If you can, pick a location at an elevation midway between sea level and the highest place you will visit. The acclimation process will be much easier on your body that way, and you may find the altitude’s effects are diminished or possible eliminated by taking it slow. If your itinerary is flexible enough to accommodate the stop—even if it’s just for a day—it’s worth the consideration.
Altitude Sickness Tip #7:
► CONSIDER NATURAL AND OVER-THE-COUNTER REMEDIES
There is a lot to think about when it comes to preventing or treating altitude sickness, and your preference for natural remedies or over-the-counter medication will guide which method you choose.
We looked into medication, but ultimately we decided against it. Adam’s physician in particular was open to prescribing some, but he cautioned that it wasn’t guaranteed to be effective. Talk with your doctor about what options are available to you. We saw a lot of advertising for altitude sickness medications in Peru and Bolivia, but be cautious when taking medicine you aren’t familiar with in a foreign country; you may have unexpected side effects.
Natural remedies are often abundant, especially in South America where coca tea reigns supreme. We both tried coca tea and muña tea, and both helped to alleviate the symptoms we experienced. We also picked up a bag of coca candies, which may have been mostly sugar but certainly made us feel better when we were lightheaded or queasy. A note of caution: coca tea is widely available and perfectly legal to consume in places like Peru, but do not try to export it. You’ll see it sold all over the place, but it is not a good idea to try to bring it back through customs, especially in the United States. Coca tea is only legal in the U.S. if it has been decocainized, which is not guaranteed. It’s not worth the risk.
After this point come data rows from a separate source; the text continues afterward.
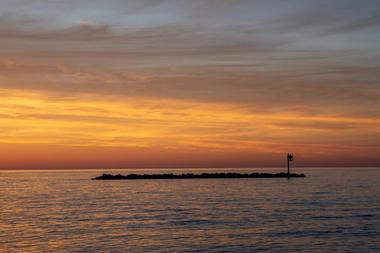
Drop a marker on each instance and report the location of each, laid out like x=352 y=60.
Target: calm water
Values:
x=64 y=211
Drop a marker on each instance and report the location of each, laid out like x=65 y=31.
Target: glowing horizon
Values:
x=146 y=84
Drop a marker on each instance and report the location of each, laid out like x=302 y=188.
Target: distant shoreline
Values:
x=197 y=176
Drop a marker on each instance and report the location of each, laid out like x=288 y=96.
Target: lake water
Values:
x=64 y=211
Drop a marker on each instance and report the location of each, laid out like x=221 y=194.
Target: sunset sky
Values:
x=180 y=83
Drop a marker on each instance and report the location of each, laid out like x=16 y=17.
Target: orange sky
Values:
x=88 y=130
x=190 y=84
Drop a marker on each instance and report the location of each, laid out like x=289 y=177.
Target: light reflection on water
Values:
x=64 y=211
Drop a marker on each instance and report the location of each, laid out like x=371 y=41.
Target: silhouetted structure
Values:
x=193 y=176
x=290 y=158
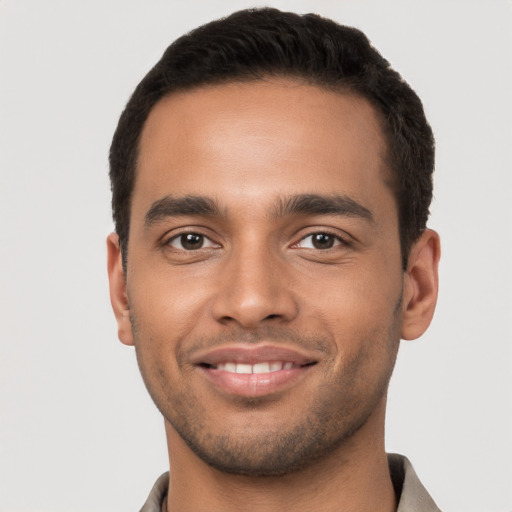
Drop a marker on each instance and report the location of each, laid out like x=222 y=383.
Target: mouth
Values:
x=254 y=371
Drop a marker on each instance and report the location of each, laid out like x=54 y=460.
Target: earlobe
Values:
x=118 y=294
x=421 y=285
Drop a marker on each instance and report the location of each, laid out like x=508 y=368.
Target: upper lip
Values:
x=251 y=354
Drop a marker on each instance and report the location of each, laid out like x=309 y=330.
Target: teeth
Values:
x=261 y=368
x=265 y=367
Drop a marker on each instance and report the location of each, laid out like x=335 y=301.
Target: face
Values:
x=264 y=277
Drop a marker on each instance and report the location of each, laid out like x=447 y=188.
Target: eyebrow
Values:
x=302 y=204
x=316 y=204
x=170 y=206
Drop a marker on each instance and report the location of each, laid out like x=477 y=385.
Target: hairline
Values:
x=343 y=87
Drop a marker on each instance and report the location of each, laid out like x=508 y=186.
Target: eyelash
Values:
x=337 y=241
x=168 y=242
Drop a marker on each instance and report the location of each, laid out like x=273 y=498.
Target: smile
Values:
x=253 y=371
x=263 y=367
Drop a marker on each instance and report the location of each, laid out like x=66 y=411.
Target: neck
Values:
x=355 y=476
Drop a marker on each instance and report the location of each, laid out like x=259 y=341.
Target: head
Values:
x=271 y=180
x=252 y=45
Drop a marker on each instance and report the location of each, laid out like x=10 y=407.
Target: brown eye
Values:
x=191 y=242
x=320 y=241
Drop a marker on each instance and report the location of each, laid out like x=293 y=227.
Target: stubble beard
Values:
x=341 y=410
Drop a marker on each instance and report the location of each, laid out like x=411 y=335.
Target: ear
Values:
x=118 y=295
x=421 y=285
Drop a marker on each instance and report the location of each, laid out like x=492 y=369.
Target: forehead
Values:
x=259 y=139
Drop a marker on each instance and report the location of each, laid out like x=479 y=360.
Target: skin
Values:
x=318 y=442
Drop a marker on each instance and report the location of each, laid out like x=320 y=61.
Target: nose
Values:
x=254 y=288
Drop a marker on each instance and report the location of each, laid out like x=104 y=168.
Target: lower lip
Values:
x=255 y=384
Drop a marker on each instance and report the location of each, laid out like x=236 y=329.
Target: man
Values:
x=271 y=180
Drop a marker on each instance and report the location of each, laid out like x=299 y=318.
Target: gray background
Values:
x=78 y=432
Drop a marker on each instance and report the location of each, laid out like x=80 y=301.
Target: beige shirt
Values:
x=413 y=496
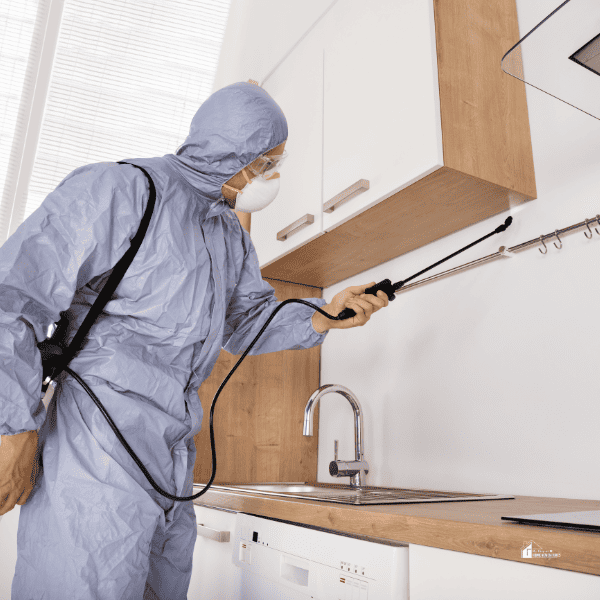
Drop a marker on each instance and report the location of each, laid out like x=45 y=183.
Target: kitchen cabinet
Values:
x=415 y=103
x=461 y=576
x=259 y=415
x=214 y=574
x=381 y=102
x=297 y=210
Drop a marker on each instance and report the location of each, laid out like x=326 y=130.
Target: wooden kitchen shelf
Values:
x=487 y=154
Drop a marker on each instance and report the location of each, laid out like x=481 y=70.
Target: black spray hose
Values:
x=385 y=285
x=133 y=455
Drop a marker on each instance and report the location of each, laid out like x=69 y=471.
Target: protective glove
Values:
x=364 y=305
x=19 y=468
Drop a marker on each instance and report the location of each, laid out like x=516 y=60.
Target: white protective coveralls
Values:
x=93 y=526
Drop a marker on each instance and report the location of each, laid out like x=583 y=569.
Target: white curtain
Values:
x=87 y=81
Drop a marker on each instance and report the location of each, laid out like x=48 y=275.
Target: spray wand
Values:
x=390 y=288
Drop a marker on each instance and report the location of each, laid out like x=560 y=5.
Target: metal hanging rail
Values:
x=503 y=252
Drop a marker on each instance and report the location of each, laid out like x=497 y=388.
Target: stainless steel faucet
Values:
x=358 y=468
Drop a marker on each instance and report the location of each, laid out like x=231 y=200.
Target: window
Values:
x=125 y=81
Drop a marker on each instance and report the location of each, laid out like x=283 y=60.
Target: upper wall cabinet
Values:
x=422 y=134
x=294 y=217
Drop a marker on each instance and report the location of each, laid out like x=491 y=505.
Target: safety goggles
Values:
x=267 y=165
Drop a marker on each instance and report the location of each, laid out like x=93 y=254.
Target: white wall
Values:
x=487 y=380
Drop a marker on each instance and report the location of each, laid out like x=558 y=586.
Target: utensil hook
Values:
x=556 y=234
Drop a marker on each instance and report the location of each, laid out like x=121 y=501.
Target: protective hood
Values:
x=232 y=128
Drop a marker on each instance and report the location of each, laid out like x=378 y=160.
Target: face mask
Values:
x=258 y=194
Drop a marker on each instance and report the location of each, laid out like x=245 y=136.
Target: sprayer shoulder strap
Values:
x=115 y=277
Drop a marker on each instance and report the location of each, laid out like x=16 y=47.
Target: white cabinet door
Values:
x=381 y=101
x=436 y=573
x=214 y=574
x=297 y=86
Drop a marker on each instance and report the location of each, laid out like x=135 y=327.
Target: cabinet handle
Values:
x=357 y=188
x=284 y=234
x=212 y=534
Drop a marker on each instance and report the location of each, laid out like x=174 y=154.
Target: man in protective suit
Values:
x=92 y=526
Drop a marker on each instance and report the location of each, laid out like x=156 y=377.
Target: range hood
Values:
x=561 y=56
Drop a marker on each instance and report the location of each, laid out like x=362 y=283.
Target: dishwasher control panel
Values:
x=316 y=563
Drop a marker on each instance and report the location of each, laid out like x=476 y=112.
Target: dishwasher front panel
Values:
x=284 y=561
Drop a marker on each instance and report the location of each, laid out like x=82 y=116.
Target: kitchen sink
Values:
x=346 y=494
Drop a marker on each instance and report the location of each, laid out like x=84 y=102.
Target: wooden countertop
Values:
x=473 y=527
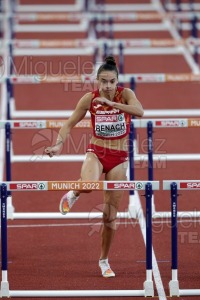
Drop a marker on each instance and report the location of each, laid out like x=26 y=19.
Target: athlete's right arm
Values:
x=78 y=114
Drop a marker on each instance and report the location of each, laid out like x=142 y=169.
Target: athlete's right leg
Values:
x=91 y=171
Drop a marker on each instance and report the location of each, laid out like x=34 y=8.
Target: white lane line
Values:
x=156 y=272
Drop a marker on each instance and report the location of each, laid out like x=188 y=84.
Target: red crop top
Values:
x=108 y=122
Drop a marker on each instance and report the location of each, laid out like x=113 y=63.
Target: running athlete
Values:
x=111 y=108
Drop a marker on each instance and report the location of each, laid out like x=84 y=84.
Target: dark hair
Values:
x=109 y=65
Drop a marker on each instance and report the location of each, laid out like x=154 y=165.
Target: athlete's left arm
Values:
x=132 y=105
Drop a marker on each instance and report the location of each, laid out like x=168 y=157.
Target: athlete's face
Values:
x=107 y=81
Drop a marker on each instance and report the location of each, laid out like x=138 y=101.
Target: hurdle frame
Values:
x=175 y=186
x=149 y=124
x=148 y=290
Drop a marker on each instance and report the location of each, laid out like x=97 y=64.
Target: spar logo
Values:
x=190 y=185
x=28 y=124
x=27 y=186
x=124 y=185
x=170 y=123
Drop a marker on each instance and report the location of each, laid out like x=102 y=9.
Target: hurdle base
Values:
x=174 y=288
x=148 y=288
x=4 y=289
x=132 y=207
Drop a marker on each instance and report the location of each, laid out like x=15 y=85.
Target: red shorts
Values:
x=109 y=158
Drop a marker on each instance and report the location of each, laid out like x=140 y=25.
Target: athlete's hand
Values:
x=51 y=151
x=103 y=101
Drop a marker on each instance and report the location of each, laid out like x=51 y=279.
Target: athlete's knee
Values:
x=110 y=216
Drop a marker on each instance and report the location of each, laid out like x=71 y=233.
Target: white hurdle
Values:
x=175 y=186
x=138 y=158
x=147 y=291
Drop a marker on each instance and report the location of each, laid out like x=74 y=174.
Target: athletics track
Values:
x=63 y=254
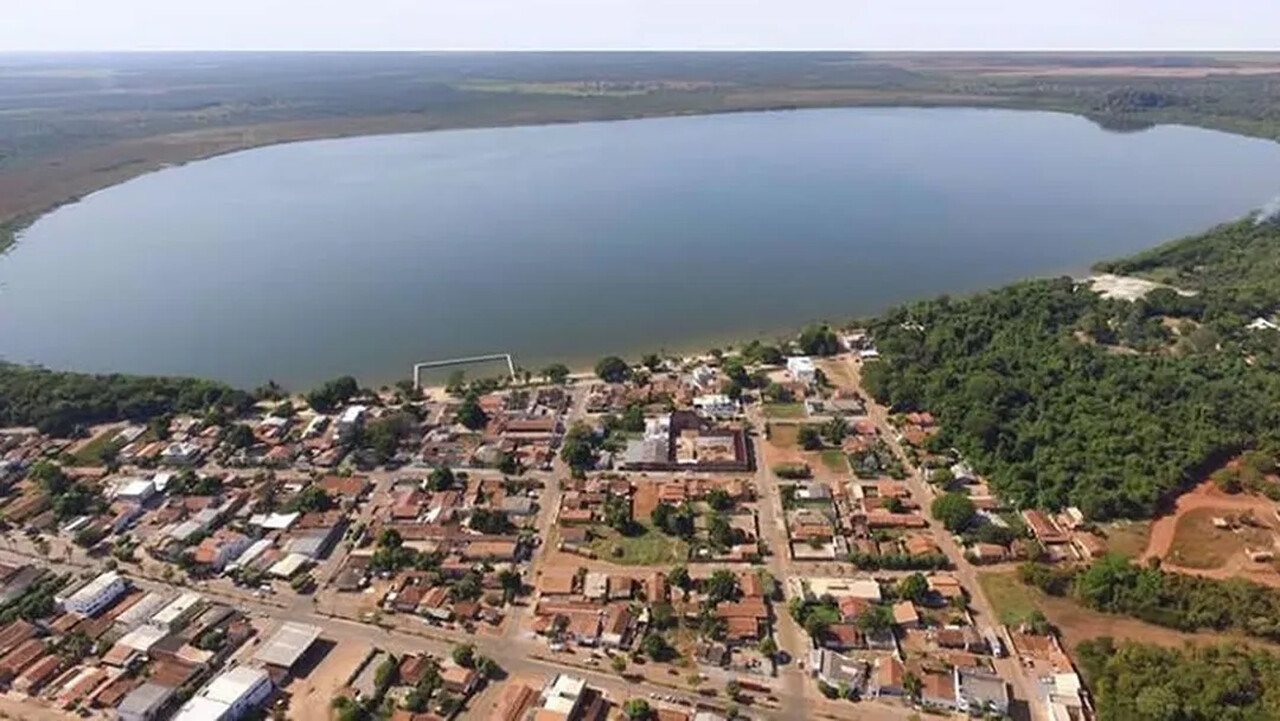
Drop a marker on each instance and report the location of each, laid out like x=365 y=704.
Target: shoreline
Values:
x=59 y=181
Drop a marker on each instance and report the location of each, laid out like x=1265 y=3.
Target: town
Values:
x=737 y=534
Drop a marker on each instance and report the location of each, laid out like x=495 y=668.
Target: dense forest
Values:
x=1064 y=397
x=1148 y=683
x=62 y=402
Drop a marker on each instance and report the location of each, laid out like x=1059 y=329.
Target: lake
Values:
x=304 y=261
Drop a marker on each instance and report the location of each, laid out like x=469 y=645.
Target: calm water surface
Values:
x=304 y=261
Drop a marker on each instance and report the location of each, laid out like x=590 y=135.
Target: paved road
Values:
x=790 y=637
x=1025 y=689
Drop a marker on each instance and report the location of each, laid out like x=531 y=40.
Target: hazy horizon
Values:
x=69 y=26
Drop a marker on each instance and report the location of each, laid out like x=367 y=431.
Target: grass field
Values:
x=835 y=460
x=1198 y=544
x=785 y=410
x=91 y=453
x=650 y=548
x=1011 y=599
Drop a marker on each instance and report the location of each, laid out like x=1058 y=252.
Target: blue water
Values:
x=302 y=261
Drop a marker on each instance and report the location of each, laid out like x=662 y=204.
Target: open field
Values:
x=1128 y=538
x=1187 y=539
x=789 y=411
x=784 y=436
x=835 y=461
x=1014 y=601
x=1008 y=596
x=1200 y=544
x=72 y=124
x=650 y=548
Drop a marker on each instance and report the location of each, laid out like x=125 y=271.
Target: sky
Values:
x=639 y=24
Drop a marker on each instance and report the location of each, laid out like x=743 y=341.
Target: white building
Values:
x=801 y=369
x=716 y=405
x=96 y=594
x=350 y=420
x=182 y=453
x=135 y=491
x=563 y=694
x=228 y=697
x=177 y=614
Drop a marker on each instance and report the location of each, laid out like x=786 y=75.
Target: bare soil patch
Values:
x=310 y=696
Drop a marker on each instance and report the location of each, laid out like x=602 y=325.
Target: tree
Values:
x=679 y=576
x=333 y=393
x=238 y=436
x=556 y=373
x=722 y=587
x=636 y=708
x=955 y=510
x=661 y=516
x=656 y=646
x=440 y=479
x=470 y=414
x=579 y=447
x=720 y=500
x=768 y=647
x=914 y=588
x=809 y=438
x=913 y=685
x=835 y=430
x=612 y=369
x=876 y=619
x=818 y=341
x=465 y=655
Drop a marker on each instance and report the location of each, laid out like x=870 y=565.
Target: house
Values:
x=558 y=582
x=350 y=421
x=458 y=679
x=716 y=405
x=888 y=678
x=979 y=692
x=136 y=491
x=145 y=703
x=743 y=619
x=905 y=615
x=222 y=548
x=595 y=585
x=229 y=697
x=616 y=626
x=584 y=628
x=938 y=690
x=1045 y=529
x=836 y=670
x=91 y=598
x=801 y=369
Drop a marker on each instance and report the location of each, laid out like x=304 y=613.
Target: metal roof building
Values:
x=144 y=703
x=288 y=644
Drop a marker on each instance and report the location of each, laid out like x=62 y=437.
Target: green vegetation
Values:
x=612 y=369
x=784 y=410
x=955 y=510
x=645 y=548
x=1011 y=599
x=333 y=393
x=1024 y=380
x=60 y=404
x=1152 y=683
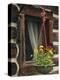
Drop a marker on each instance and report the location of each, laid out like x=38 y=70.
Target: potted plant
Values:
x=43 y=57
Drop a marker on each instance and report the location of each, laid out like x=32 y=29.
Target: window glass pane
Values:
x=31 y=36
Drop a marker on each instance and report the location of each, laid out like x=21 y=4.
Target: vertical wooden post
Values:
x=21 y=44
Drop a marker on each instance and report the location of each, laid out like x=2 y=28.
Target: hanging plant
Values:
x=44 y=59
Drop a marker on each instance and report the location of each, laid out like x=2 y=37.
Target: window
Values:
x=32 y=36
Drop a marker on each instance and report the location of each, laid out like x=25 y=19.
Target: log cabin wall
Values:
x=17 y=38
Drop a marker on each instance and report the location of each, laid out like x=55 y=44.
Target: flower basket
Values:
x=43 y=59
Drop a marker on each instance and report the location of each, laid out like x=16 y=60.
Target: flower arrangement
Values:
x=43 y=56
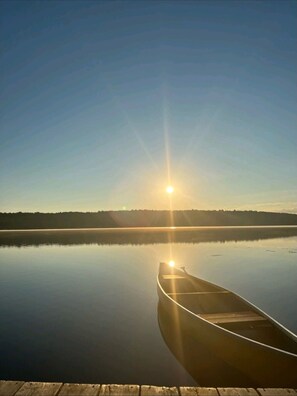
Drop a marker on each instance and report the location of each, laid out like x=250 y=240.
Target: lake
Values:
x=82 y=306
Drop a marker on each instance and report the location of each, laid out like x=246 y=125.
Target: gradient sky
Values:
x=103 y=101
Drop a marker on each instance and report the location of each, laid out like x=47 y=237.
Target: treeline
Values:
x=142 y=236
x=143 y=218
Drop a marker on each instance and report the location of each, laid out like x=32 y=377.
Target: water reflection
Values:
x=203 y=365
x=142 y=236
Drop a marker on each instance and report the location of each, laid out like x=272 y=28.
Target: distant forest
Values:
x=143 y=218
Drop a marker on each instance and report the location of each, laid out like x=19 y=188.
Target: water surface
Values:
x=87 y=310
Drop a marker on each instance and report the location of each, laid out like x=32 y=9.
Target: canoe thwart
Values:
x=231 y=317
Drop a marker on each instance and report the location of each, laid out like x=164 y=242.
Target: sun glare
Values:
x=169 y=189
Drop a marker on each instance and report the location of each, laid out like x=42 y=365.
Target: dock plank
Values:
x=276 y=392
x=197 y=391
x=119 y=390
x=39 y=389
x=79 y=390
x=237 y=392
x=9 y=388
x=150 y=390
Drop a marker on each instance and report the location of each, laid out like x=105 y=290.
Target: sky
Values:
x=105 y=103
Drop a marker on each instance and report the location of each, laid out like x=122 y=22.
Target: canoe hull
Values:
x=266 y=366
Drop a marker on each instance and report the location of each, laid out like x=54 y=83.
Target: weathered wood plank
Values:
x=237 y=392
x=195 y=391
x=9 y=388
x=39 y=389
x=277 y=391
x=149 y=390
x=119 y=390
x=79 y=390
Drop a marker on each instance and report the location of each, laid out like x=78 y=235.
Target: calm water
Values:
x=80 y=310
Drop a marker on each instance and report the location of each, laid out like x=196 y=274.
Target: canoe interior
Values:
x=223 y=308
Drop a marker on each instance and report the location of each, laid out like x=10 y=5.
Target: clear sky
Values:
x=103 y=103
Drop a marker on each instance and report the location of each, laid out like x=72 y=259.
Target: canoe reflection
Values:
x=205 y=368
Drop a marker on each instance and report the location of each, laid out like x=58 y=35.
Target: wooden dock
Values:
x=21 y=388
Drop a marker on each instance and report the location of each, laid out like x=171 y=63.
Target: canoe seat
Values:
x=198 y=293
x=172 y=276
x=232 y=317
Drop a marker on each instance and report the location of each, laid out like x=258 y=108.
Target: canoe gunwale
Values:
x=229 y=332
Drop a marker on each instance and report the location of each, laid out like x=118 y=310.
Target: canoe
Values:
x=235 y=330
x=200 y=362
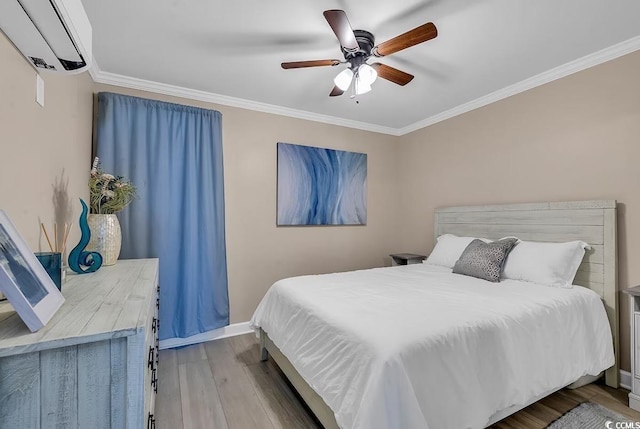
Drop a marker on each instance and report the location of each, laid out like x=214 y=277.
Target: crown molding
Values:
x=100 y=76
x=604 y=55
x=556 y=73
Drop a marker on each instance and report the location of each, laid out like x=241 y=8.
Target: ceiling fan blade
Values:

Whichever remedy you choose, consider taking pain relievers like ibuprofen in your carry-on luggage. I suffered from frequent headaches while acclimating, and I was grateful to have something to take to keep them at bay. Pepto Bismol is also a helpful addition for nausea and stomachaches which can occur at altitude.
Altitude Sickness Tip #8:
► DON’T LEAVE HOME WITHOUT MEDICAL INSURANCE
Many people don’t realize that the health coverage you have at home won’t travel with you when you hit the road. It’s critical to purchase a plan that will cover any medical situations that may arise—especially if you don’t know how your body will react at high altitude. Be sure you have a plan that will cover everything from hospital stays to emergency evacuations in case you need to get back to sea level quickly. Many plans are comparatively inexpensive, so they won’t add much to your budget, but they will absolutely give you some needed peace of mind. Plus, many plans also include coverage for travel interruptions or lost baggage, so the benefits really add up.
Traveling at high altitude can be a huge challenge if you don’t take care of yourself. If you listen to your body, hydrate, fuel well, and rest, you’ll be feeling like yourself and ready to explore in no time!
*DISCLAIMER: As mentioned above, we are not doctors and are in no way qualified to provide medical advice. These tips are provided as the result of our own experiences. Your experience at high altitude may vary. Please be sure to check with a medical professional before you travel and if you have questions or concerns about health and safety at high elevations.